Les étudiants de licence 2 du Groupe Académia EDS, une école privée de l’enseignement supérieur, de la faculté des sciences juridiques, fréquentant la filière de droit privé & de droit public, ont été soumis mercredi 19 août 2026, au siège de l’école, à Brazzaville, à des exercices de compétition de plaidoirie et d’un procès fictif. Ces exercices pédagogiques ont permis aux étudiants un passage de la théorie des chaires universitaires à la pratique pour s’incarner dans l’arène de la réalité, de la conviction et du verbe. Le but visé est de valoriser les compétences pour préparer la nouvelle élite à la maitrîse de la pratique.
Les exercices ont été placés sous l’égide d’Eli Ngo, promoteur du Groupe Académia EDS, avec l’appréciation de deux membres du jury. Ce jury a eu comme président Philippe Bataille, avocat honoraire au barreau de Versailles, magistrat des tribunaux français, avec comme membre Bovaris Bango, enseignant. Le concours du plaidoyer et le procès fictif ont permis aux étudiants de captiver l’auditoire, comme des juristes à manier la loi, des stratèges à résoudre des cas complexes et des orateurs à faire vibrer la vérité et non à réciter des leçons. Ces jeunes talents ont été façonnés à plaider et à monter à la barre avec leurs arguments, à corriger leurs doutes et à éveiller leur courage.
Le tournoi de plaidoirie a permis de valider la note majeure du second semestre de licence 2. Il a préparé les étudiants aux grands concours internationaux d’éloquence juridique et aux carrières de la magistrature et du barreau.

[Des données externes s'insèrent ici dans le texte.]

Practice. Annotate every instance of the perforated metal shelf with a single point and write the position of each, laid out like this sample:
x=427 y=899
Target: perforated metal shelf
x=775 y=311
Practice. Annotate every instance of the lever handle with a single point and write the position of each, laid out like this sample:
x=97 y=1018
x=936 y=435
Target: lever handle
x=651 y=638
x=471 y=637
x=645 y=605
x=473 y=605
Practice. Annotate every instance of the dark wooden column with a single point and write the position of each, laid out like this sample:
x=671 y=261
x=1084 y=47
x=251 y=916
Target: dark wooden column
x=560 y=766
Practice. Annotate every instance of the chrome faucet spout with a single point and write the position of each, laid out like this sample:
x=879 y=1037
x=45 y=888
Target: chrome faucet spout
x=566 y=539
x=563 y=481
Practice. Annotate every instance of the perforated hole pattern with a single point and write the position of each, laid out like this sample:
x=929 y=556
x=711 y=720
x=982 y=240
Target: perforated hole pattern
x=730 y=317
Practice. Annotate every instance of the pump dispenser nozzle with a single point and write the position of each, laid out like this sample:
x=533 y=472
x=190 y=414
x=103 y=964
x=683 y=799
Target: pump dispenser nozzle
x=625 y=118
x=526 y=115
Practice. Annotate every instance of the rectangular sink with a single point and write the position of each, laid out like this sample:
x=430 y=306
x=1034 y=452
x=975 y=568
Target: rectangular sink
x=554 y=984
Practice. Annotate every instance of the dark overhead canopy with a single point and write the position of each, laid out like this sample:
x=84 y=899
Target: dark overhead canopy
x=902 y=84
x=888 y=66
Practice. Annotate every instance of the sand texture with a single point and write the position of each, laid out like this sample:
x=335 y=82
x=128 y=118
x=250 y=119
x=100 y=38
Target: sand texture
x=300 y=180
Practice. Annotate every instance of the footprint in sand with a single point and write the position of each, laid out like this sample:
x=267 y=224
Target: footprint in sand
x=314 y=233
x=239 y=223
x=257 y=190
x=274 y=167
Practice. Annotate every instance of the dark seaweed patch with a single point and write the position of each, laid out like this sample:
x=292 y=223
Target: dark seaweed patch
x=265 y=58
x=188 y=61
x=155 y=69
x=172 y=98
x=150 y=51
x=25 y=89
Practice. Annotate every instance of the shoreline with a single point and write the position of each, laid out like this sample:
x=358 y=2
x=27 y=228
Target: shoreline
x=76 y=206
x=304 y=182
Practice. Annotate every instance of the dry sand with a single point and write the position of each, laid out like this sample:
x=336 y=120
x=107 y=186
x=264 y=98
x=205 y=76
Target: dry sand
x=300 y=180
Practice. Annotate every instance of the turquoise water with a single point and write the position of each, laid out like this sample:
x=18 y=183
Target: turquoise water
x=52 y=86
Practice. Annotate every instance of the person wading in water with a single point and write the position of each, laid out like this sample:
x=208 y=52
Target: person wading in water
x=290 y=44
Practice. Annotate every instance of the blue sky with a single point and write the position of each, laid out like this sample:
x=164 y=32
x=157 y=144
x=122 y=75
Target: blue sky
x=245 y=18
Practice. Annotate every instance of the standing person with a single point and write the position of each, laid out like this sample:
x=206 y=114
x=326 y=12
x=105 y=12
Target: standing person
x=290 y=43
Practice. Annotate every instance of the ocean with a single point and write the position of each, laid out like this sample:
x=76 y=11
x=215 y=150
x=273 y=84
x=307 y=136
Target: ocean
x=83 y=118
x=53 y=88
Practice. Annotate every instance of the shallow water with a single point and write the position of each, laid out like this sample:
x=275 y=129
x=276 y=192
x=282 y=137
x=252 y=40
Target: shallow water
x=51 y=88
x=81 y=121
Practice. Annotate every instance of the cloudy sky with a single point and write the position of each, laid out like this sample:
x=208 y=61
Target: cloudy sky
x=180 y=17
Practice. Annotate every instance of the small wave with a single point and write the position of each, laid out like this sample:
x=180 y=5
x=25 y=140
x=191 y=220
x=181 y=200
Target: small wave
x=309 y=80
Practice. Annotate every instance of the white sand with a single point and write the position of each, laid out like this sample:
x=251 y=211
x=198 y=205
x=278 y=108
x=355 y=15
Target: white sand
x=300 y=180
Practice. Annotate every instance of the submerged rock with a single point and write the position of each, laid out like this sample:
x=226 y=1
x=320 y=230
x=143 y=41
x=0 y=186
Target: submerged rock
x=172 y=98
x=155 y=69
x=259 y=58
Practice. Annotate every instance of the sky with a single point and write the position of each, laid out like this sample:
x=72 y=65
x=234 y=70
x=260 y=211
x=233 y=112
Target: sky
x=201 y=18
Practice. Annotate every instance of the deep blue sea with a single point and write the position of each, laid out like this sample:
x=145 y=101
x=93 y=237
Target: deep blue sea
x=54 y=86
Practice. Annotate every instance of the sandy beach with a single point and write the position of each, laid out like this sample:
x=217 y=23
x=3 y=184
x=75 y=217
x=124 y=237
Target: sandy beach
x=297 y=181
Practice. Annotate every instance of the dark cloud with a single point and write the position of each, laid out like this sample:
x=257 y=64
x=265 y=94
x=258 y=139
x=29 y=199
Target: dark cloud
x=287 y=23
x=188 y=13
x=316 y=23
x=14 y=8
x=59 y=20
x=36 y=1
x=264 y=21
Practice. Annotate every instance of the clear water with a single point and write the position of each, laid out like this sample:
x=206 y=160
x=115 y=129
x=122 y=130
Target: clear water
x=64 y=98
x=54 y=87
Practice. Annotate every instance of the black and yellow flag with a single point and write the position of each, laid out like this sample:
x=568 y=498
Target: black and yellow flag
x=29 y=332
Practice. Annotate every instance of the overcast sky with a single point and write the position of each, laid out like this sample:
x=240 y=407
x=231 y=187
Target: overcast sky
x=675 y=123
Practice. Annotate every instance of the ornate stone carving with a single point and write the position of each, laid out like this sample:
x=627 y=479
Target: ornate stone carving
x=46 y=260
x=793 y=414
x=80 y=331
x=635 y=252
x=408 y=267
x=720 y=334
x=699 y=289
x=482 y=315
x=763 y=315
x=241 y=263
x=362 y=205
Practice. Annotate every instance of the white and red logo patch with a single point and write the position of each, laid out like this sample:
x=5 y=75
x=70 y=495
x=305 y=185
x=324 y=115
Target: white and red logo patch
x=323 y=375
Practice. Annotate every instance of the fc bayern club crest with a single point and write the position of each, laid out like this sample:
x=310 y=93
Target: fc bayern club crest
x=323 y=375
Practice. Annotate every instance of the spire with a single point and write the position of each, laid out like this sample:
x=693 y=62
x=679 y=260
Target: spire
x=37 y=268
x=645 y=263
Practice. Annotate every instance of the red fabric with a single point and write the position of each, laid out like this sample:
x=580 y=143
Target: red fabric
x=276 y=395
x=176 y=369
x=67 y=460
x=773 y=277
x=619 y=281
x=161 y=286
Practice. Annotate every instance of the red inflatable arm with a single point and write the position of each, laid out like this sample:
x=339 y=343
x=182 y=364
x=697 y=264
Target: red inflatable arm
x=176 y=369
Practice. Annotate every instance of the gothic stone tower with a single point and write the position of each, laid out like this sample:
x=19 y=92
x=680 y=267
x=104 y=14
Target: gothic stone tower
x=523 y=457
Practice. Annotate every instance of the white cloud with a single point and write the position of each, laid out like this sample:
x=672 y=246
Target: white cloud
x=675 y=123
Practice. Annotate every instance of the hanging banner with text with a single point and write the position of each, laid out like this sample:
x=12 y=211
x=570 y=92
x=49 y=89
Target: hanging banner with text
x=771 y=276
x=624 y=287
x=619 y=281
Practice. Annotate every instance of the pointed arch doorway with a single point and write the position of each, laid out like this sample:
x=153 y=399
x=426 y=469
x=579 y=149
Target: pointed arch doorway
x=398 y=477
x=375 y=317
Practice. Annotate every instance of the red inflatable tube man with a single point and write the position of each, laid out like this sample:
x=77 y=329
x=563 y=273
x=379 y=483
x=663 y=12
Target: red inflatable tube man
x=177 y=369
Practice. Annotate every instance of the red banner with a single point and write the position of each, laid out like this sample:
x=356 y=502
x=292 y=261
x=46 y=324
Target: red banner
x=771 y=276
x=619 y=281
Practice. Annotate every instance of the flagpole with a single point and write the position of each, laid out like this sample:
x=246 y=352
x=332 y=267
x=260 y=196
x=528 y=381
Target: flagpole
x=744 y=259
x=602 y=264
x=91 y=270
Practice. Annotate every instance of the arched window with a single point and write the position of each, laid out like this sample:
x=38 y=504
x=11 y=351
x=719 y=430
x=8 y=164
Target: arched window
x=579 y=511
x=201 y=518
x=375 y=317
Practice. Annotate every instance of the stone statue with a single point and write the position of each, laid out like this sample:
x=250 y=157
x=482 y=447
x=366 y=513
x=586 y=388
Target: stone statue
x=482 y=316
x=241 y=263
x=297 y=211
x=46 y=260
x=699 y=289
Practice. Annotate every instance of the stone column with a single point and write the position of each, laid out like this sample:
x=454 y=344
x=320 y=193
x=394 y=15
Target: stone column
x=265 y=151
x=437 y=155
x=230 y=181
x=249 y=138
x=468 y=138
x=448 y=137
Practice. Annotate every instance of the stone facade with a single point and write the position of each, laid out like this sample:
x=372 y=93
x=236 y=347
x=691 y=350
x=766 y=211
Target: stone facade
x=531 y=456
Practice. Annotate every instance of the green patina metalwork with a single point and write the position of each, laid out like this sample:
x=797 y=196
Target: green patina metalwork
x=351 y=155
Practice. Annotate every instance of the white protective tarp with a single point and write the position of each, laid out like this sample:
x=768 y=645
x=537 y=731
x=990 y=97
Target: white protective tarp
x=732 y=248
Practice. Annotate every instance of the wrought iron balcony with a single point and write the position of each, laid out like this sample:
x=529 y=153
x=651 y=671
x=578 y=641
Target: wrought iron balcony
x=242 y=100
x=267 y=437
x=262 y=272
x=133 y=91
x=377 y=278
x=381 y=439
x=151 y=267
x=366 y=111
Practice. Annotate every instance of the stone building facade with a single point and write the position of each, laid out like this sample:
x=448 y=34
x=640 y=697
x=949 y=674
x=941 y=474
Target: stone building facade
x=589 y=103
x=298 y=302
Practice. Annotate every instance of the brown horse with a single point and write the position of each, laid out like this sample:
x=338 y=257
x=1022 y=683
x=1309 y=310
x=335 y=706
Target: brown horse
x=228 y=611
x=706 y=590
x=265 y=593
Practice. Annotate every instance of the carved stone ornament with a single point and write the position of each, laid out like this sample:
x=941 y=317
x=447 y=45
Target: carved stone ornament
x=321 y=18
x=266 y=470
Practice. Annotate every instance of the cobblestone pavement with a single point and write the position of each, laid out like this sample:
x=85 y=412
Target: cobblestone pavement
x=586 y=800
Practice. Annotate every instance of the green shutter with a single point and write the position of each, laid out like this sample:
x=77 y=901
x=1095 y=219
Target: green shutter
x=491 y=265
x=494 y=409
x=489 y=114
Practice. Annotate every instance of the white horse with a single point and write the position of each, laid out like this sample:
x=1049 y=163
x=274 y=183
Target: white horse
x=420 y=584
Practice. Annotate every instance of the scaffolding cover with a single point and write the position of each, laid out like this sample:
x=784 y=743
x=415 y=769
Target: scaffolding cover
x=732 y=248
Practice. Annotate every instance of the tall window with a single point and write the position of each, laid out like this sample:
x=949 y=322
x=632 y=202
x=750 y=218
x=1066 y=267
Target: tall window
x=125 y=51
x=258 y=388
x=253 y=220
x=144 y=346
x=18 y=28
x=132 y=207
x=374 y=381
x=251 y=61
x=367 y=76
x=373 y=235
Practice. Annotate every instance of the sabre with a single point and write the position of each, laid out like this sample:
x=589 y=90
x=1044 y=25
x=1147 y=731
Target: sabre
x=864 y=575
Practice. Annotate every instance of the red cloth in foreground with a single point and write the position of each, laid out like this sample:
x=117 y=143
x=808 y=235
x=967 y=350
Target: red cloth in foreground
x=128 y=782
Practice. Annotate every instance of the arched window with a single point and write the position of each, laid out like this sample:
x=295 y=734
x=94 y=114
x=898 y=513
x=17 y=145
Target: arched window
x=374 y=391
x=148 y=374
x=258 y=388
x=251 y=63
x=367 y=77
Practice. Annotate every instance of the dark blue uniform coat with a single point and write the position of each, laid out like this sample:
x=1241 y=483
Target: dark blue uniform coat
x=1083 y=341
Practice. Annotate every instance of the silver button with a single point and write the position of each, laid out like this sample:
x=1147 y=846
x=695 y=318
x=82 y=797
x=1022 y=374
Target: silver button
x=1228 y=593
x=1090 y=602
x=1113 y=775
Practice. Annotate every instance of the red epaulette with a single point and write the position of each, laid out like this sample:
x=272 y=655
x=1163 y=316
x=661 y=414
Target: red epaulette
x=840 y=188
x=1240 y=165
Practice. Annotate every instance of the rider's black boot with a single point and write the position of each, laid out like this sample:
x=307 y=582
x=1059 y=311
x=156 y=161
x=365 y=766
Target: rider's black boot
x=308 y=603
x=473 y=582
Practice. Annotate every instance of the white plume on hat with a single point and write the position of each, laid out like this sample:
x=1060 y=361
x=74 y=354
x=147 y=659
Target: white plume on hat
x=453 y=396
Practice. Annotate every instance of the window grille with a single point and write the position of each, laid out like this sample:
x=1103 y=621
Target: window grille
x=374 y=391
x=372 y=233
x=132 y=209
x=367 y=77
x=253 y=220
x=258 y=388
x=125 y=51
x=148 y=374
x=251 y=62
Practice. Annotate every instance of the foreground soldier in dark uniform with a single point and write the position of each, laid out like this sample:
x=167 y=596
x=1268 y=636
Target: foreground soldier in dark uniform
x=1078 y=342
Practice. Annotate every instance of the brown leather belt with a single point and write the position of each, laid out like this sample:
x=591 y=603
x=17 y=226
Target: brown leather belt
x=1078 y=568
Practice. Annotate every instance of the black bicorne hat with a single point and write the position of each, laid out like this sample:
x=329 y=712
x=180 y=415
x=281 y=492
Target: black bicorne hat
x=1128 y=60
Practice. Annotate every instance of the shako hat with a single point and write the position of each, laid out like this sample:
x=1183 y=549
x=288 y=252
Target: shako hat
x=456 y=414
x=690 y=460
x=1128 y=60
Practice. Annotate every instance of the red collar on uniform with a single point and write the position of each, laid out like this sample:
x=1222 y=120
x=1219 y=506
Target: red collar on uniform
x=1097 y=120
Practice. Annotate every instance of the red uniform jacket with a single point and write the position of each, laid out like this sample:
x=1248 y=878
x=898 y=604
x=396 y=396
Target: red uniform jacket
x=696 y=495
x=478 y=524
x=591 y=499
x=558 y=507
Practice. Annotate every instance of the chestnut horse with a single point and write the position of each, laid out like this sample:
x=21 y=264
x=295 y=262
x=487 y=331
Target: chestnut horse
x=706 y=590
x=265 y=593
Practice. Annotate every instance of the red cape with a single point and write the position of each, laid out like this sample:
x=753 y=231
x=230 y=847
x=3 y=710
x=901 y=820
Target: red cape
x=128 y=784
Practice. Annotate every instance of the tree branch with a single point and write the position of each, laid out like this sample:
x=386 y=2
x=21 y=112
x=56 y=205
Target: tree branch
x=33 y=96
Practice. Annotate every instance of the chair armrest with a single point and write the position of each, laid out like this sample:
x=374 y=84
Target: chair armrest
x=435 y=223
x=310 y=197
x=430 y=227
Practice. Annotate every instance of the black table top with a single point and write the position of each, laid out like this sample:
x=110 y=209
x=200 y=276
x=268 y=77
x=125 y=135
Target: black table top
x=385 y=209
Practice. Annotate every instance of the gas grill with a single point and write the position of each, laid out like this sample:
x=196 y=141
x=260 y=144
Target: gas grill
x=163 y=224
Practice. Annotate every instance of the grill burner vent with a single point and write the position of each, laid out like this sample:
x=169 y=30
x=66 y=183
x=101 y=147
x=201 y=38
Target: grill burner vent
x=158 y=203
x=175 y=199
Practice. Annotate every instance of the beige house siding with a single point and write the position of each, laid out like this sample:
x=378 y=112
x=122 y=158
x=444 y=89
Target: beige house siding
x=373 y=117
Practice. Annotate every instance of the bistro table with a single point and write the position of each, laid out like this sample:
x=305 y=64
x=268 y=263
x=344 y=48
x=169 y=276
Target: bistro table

Lançant le concours, Eli Ngo, en qualité de promoteur, a dit: «Ce jour est un rendez-vous de l’excellence. Le «made in Académia», ce ne sont pas des mots gravés sur un prospectus. C’est un pacte avec la rigueur. C’est le reflet de l’enseignement supérieur: former des esprits qui ne subissent pas le monde, mais qui le façonnent. C’est l’alliance indissociable entre le savoir académique le plus pointu et la maîtrise de la pratique la plus exigeante». Pour l’étudiante en deuxième année de droit, Mercia Joëlle Zala, «J’ai bien aimé cet exercice, parce que j’ai des problèmes de prendre la parole en public. Cet exercice m’a permis de m’exprimer devant un public. Le thème qu’on nous a attribués je l’ai trouvé intéressant. Il a porté sur « la justice traditionnelle face au droit positif». J’ai été contente de défendre la loi traditionnelle parce que c’est notre héritage. C’est important de faire cet exercice qui nous a permis de connaître le monde dans lequel nous nous projetons, le monde des juristes». Pour sa part, étudiant en licence 2 de droit, Consolé Kaya s’est exprimé sur ce concours de plaidoirie. «Notre thème a été sur «L’espace numérique et les libertés individuelles», j’ai plaidé pour le renforcement des prérogatives de contrôle de l’Etat et l’usage de nouvelles technologies de l’information et de la communication pour préserver l’ordre public. L’Etat doit avoir une main mise sur ces technologies. Cet exercice nous pousse à devenir des juristes professionnels».
Philippe Bataille a donné ses impressions à la fin des exercices pédagogiques. «Dans l’ensemble, j’ai trouvé qu’il y a de la qualité. Les candidats ont fait de leur mieux. Chacun a fait des recherches pour avoir les moyens de l’argumentation ».
Plusieurs critères ont été mis exergue, par exemple pour le raisonnement et la qualité oratoire dont, entre autres, la rigueur juridique, l’utilisation judicieuse de la loi, de la doctrine ou de la jurisprudence.